As estruturas e relacionamentos desses três componentes podem diferir dependendo do protocolo específico da camada 0. Vejamos alguns exemplos:
De bolinhas
O cofundador da Ethereum, Gavin Wood, desenvolveu o protocolo Polkadot, que permite aos desenvolvedores criar seus próprios blockchains. Ele usa uma rede principal chamada Polkadot Relay Chain. Cada blockchain independente construído em Polkadot é conhecido como cadeia paralela ou parachain.

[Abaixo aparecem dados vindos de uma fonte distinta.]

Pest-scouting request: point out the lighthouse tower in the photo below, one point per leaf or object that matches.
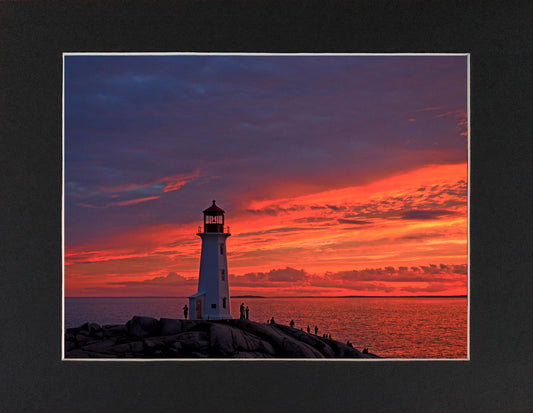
(211, 302)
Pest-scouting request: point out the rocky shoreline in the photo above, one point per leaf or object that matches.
(146, 337)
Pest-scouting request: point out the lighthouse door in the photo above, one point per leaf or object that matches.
(198, 308)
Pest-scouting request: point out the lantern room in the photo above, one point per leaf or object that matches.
(214, 219)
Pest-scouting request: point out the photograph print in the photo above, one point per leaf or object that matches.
(265, 206)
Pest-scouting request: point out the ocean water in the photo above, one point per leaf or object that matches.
(412, 327)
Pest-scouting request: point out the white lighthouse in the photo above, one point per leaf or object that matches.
(211, 302)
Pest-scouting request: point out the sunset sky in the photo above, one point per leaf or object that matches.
(339, 175)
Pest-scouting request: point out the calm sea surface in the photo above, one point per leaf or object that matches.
(389, 327)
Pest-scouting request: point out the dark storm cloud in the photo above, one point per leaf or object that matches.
(248, 124)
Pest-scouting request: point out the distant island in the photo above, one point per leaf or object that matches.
(166, 338)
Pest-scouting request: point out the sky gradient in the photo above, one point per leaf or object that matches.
(339, 175)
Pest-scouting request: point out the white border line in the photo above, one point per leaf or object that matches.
(209, 360)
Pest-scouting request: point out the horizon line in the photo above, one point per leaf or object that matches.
(287, 296)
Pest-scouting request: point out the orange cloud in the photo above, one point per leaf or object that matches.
(405, 220)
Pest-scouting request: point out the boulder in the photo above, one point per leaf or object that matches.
(100, 346)
(142, 326)
(313, 340)
(251, 354)
(91, 327)
(225, 340)
(284, 345)
(115, 330)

O Relay Chain funciona como uma ponte entre parachains e garante uma transferência eficiente de dados. Ele usa sharding, um método para otimizar o processamento de transações separando blockchains ou outros tipos de bancos de dados.
A segurança e o consenso da rede Polkadot são fornecidos pelo mecanismo de validação Proof of Stake (PoS). Para criar um projeto no Polkadot, os desenvolvedores participam de leilões de slots. O primeiro projeto de parachain da Polkadot foi aprovado em leilão em dezembro de 2021.
Avalanche
O blockchain Avalanche foi lançado em 2020 pela Ava Labs. Centra-se em protocolos DeFi e utiliza uma infraestrutura composta por três cadeias principais: a cadeia de contrato (cadeia C), a cadeia de troca (cadeia X) e a cadeia de plataforma (cadeia P).

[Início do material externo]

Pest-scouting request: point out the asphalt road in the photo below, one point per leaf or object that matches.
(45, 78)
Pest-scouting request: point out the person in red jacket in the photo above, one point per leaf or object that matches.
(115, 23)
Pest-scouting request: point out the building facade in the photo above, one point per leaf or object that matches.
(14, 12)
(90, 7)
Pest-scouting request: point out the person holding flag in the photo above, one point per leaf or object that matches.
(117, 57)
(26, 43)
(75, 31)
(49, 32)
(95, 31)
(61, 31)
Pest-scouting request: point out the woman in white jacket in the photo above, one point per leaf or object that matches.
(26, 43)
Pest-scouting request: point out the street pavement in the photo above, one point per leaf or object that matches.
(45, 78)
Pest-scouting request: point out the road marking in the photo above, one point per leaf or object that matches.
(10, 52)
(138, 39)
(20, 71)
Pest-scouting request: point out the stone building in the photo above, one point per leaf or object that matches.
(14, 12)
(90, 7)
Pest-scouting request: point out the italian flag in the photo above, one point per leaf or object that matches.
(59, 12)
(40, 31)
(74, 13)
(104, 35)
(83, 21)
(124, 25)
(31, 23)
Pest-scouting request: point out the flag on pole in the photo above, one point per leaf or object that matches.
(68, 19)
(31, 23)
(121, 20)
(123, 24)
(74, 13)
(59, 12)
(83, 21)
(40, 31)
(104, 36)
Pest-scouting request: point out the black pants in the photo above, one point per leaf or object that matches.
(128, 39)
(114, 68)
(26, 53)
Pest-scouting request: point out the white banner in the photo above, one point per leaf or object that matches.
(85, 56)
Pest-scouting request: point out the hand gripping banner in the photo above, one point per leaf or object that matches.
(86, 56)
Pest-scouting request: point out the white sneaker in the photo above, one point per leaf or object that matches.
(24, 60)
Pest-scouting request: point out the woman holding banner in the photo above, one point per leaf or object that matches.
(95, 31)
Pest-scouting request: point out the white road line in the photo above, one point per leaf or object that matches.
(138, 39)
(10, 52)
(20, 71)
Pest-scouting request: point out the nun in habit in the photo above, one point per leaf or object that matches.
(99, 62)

Eles são projetados especificamente para executar funções essenciais do ecossistema para melhorar a segurança e, ao mesmo tempo, oferecer baixa latência e alto rendimento. O X-Chain é usado para criar e negociar ativos, o C-Chain é usado para criar contratos inteligentes e o P-Chain é usado para coordenar validadores e sub-redes. A estrutura flexível do Avalanche também permite trocas cruzadas rápidas e de baixo custo.
Cosmos
A Cosmos Network foi fundada em 2014 por Ethan Buchman e Jae Kwon. Consiste na rede principal do Cosmos Hub, que opera com base em Prova de Participação, e blockchains de usuários conhecidos como zonas. O Cosmos Hub transfere ativos e dados entre zonas interconectadas e fornece segurança geral de rede.

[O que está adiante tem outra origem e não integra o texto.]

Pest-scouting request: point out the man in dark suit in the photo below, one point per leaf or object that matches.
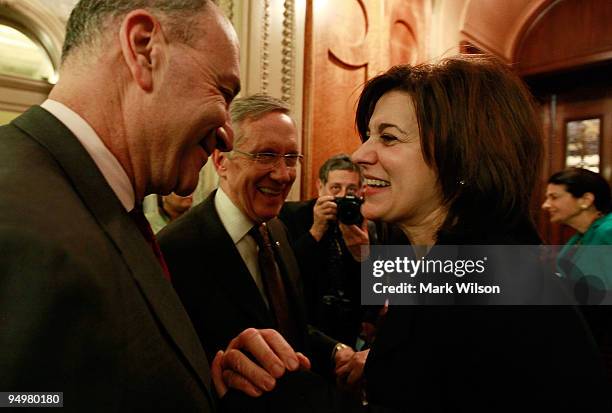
(328, 251)
(237, 290)
(85, 306)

Cada zona é criada de acordo com as necessidades do desenvolvedor e permite instalar sua própria criptomoeda, configurar validação de bloco e assim por diante. Todos os aplicativos e serviços Cosmos hospedados nessas zonas se comunicam por meio do protocolo Inter-Blockchain Communication (IBC). Isto permite que ativos e dados sejam trocados livremente entre blockchains independentes.
Resumo
Dependendo do seu design, os blockchains da camada 0 poderiam resolver alguns dos problemas da indústria, como interoperabilidade e escalabilidade. No entanto, só o tempo dirá o quão bem sucedida será esta decisão. Existem muitos projetos concorrentes que visam atingir objetivos semelhantes.
A eficácia dos blockchains da camada 0 na resolução de problemas da indústria dependerá de sua capacidade de atrair desenvolvedores, bem como do valor real para os usuários que os aplicativos nesses blockchains podem oferecer.